I also check on AWS side, this table is also same as others (this table has only 3xx rows vs others like 3xx,xxx rows).

Why the first 200 rows are not returned?

julian.bunzel · April 22, 2021, 8:18am

Hi @anguslou,

does the Row ID in the original database start with 0 or 1? Or does the Row ID start with 200 and there are not really rows before that?

In case the rows are really missing, did you enter a filter expression in the node configuration?

Best,
Julian

anguslou · April 22, 2021, 1:11pm

The row ID start with 200 and I have no filter setup, so don’t understand what is the problem.

anguslou · April 23, 2021, 3:24am

As the DynamoDB gets better the return data start from row 300, quite strange as I don’t have this problem in other flows.

Screenshot 2021-04-23 at 11.21.13 AM

julian.bunzel · May 17, 2021, 9:04am

Hi @anguslou,

Sorry for the late response.
This is strange indeed.
We are trying to reproduce this issue and check if we can find a solution.

Best,

Julian

julian.bunzel · June 2, 2021, 7:34am

Hi @anguslou,

one possibility could be that the rows are locked due to access by another session.
Could you check if this is the case?

Best,
Julian

anguslou · June 2, 2021, 8:19am

Hi Julian,

Quite unlikely the db is locked due to access by another session.

Just check again there are 8647 rows in DynamoDB now and KNIME gets from row 6700. I should have no filter that limits the data retrieval.

julian.bunzel · June 4, 2021, 9:40am

Hi @anguslou,

we found a bug in the code of the node and created a ticket for it.
Thank you for reporting this issue, I will get back to you as soon as there is an update from our side.
(Ticket AP-16825 - for internal reference)

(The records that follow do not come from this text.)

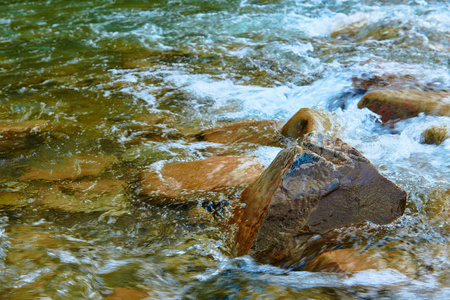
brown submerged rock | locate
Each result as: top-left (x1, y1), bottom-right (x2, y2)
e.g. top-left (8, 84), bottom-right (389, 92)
top-left (420, 127), bottom-right (449, 145)
top-left (194, 120), bottom-right (282, 147)
top-left (304, 249), bottom-right (416, 275)
top-left (37, 179), bottom-right (129, 214)
top-left (0, 120), bottom-right (48, 157)
top-left (139, 156), bottom-right (264, 203)
top-left (352, 73), bottom-right (429, 92)
top-left (232, 132), bottom-right (406, 267)
top-left (358, 90), bottom-right (450, 122)
top-left (281, 108), bottom-right (331, 139)
top-left (19, 154), bottom-right (118, 181)
top-left (103, 288), bottom-right (148, 300)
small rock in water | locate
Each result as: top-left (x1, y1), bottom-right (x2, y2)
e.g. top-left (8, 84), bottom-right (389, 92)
top-left (0, 120), bottom-right (48, 158)
top-left (0, 191), bottom-right (27, 211)
top-left (36, 179), bottom-right (129, 214)
top-left (281, 108), bottom-right (331, 139)
top-left (231, 132), bottom-right (406, 268)
top-left (420, 127), bottom-right (449, 145)
top-left (103, 288), bottom-right (148, 300)
top-left (139, 156), bottom-right (264, 202)
top-left (194, 120), bottom-right (281, 147)
top-left (358, 90), bottom-right (450, 122)
top-left (19, 154), bottom-right (118, 181)
top-left (352, 73), bottom-right (424, 92)
top-left (304, 248), bottom-right (416, 275)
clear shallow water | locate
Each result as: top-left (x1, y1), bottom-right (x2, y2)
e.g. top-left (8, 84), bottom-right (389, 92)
top-left (0, 0), bottom-right (450, 299)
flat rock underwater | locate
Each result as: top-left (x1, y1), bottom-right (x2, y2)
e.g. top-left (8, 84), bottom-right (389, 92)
top-left (0, 0), bottom-right (450, 300)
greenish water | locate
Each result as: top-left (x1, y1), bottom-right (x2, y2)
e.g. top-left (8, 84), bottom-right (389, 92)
top-left (0, 0), bottom-right (450, 299)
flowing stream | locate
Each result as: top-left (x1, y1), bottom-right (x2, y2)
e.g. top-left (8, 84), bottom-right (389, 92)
top-left (0, 0), bottom-right (450, 299)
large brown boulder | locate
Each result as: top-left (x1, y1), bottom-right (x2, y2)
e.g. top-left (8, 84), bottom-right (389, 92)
top-left (139, 156), bottom-right (264, 201)
top-left (281, 108), bottom-right (331, 139)
top-left (194, 119), bottom-right (282, 147)
top-left (358, 89), bottom-right (450, 122)
top-left (232, 132), bottom-right (406, 267)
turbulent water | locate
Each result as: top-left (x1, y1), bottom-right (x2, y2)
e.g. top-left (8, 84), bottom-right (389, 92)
top-left (0, 0), bottom-right (450, 299)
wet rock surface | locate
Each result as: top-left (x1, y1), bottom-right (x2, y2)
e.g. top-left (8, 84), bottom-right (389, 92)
top-left (352, 74), bottom-right (426, 92)
top-left (358, 89), bottom-right (450, 122)
top-left (420, 126), bottom-right (450, 145)
top-left (0, 120), bottom-right (49, 158)
top-left (104, 288), bottom-right (148, 300)
top-left (19, 154), bottom-right (118, 181)
top-left (231, 132), bottom-right (406, 268)
top-left (193, 120), bottom-right (282, 147)
top-left (281, 108), bottom-right (331, 139)
top-left (305, 249), bottom-right (416, 275)
top-left (36, 179), bottom-right (129, 214)
top-left (139, 156), bottom-right (264, 201)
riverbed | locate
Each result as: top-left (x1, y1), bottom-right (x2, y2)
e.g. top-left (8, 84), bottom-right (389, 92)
top-left (0, 0), bottom-right (450, 299)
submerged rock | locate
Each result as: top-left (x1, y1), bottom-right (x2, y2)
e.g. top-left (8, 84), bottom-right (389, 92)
top-left (281, 108), bottom-right (331, 139)
top-left (352, 73), bottom-right (427, 92)
top-left (194, 120), bottom-right (281, 147)
top-left (139, 156), bottom-right (264, 201)
top-left (358, 90), bottom-right (450, 122)
top-left (232, 132), bottom-right (406, 267)
top-left (304, 248), bottom-right (416, 275)
top-left (0, 120), bottom-right (48, 157)
top-left (0, 191), bottom-right (27, 210)
top-left (103, 288), bottom-right (148, 300)
top-left (420, 127), bottom-right (449, 145)
top-left (38, 179), bottom-right (129, 214)
top-left (19, 154), bottom-right (118, 181)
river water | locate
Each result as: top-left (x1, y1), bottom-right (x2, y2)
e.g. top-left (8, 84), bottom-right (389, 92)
top-left (0, 0), bottom-right (450, 299)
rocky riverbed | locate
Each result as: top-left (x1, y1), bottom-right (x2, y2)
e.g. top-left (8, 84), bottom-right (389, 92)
top-left (0, 0), bottom-right (450, 299)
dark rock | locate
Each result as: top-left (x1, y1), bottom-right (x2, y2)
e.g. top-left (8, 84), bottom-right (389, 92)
top-left (358, 90), bottom-right (450, 122)
top-left (231, 132), bottom-right (406, 267)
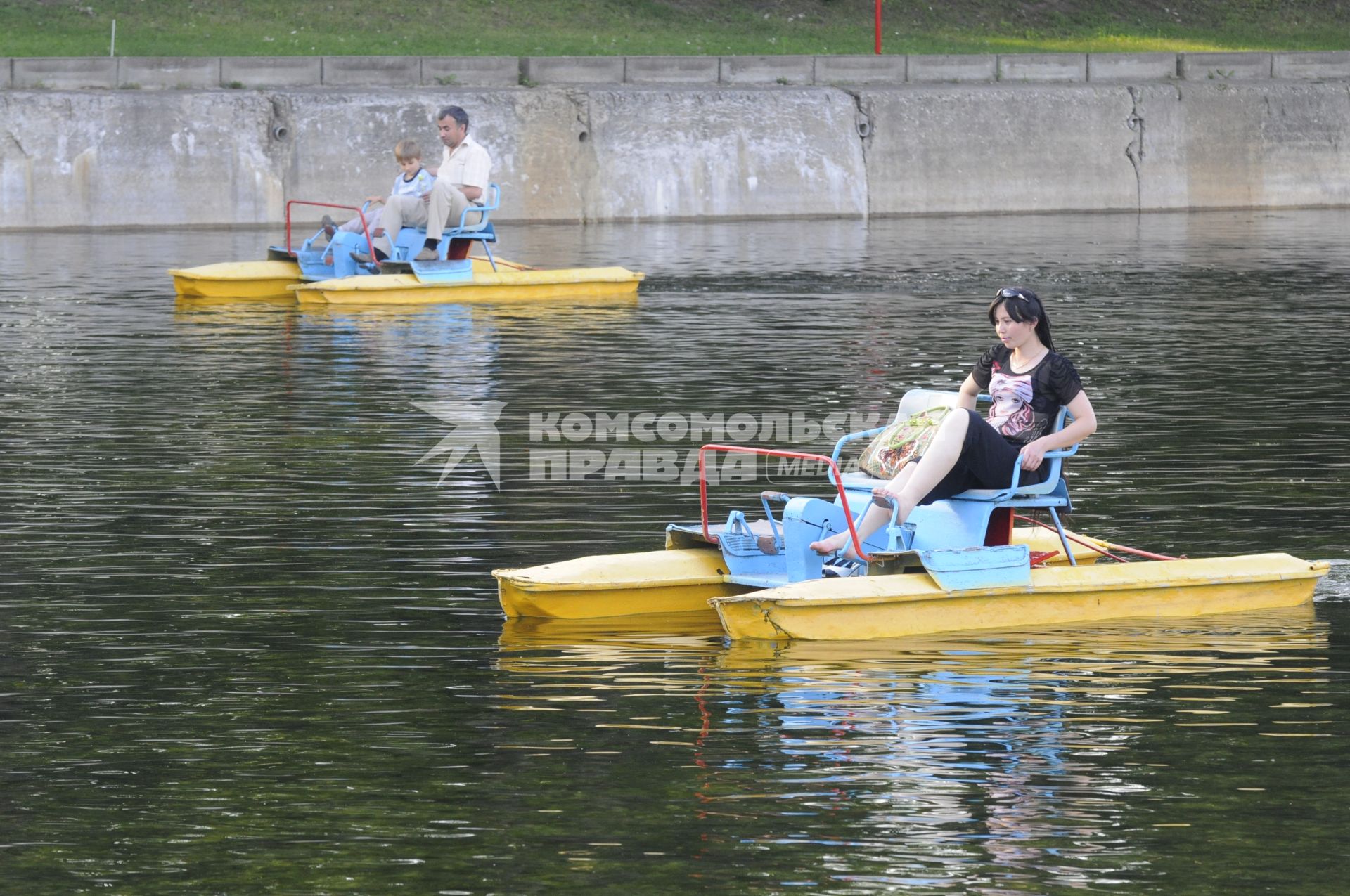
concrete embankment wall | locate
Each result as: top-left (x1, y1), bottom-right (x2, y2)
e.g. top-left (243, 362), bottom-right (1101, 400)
top-left (0, 53), bottom-right (1350, 228)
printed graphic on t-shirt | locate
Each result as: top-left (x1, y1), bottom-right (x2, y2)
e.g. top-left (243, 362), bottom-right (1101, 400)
top-left (989, 362), bottom-right (1049, 443)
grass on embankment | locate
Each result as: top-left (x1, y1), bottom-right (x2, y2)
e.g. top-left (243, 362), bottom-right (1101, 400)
top-left (0, 0), bottom-right (1350, 57)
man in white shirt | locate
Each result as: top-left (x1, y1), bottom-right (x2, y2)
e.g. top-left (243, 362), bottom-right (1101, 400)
top-left (352, 105), bottom-right (493, 263)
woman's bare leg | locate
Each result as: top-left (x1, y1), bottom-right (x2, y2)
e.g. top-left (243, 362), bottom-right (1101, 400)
top-left (810, 465), bottom-right (915, 560)
top-left (811, 412), bottom-right (970, 560)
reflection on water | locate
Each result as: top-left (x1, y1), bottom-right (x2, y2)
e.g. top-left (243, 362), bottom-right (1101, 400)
top-left (0, 212), bottom-right (1350, 895)
top-left (498, 607), bottom-right (1344, 892)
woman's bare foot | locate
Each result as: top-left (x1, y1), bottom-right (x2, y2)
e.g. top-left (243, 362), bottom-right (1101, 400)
top-left (810, 532), bottom-right (849, 557)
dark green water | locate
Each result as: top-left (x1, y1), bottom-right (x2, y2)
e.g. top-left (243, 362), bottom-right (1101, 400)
top-left (0, 212), bottom-right (1350, 896)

Cheers and have a great weekend,
Julian

anguslou · June 5, 2021, 4:31am

Great, thank you for your help, Julian. Have a great weekend.

szawadski · June 9, 2021, 5:11pm

Hello!

I have discovered the same problem! When load the data from one table in DynamoDB with the connector, I get 13035 records. Using a Python script based on boto3, I get 15085 records.
Unfortunately, this has led to some errors in our calculations…
Is the fix going to be released in the release 4.4? Just to know if we need to modify all our worklfows with the Python node or if we can expect a fix in the next days…
Regards,

Sébastien

szawadski · June 9, 2021, 5:15pm

Could you also take this opportunity to fix the filters? At least on my side, I need to try multiple times to have them persisting in the config tab. And the documentation could be clearly improved.

szawadski · June 14, 2021, 11:09am

Hi @julian.bunzel!
Any news of the release date / progress about AP-16825?

Thanks in advance,

Sébastien

julian.bunzel · June 14, 2021, 3:53pm

Hi @szawadski,

the issue with missing rows will most likely be fixed in 4.4.0.
I’ll check back with the developers regarding the filter issues.

Best,
Julian

szawadski · June 24, 2021, 11:33am

I see the fix for AP-16825 is indeed in version 4.4.0!
Looking forward to be able to use it in production with the stable release!

szawadski · July 7, 2021, 11:03am

I wanted to let you know that the fix AP-16825 corrects the problems of losing rows when reading a DynamoDB table. Thanks for the prompt reaction to the Knime Team!

system · January 5, 2022, 11:03pm

This topic was automatically closed 182 days after the last reply. New replies are no longer allowed.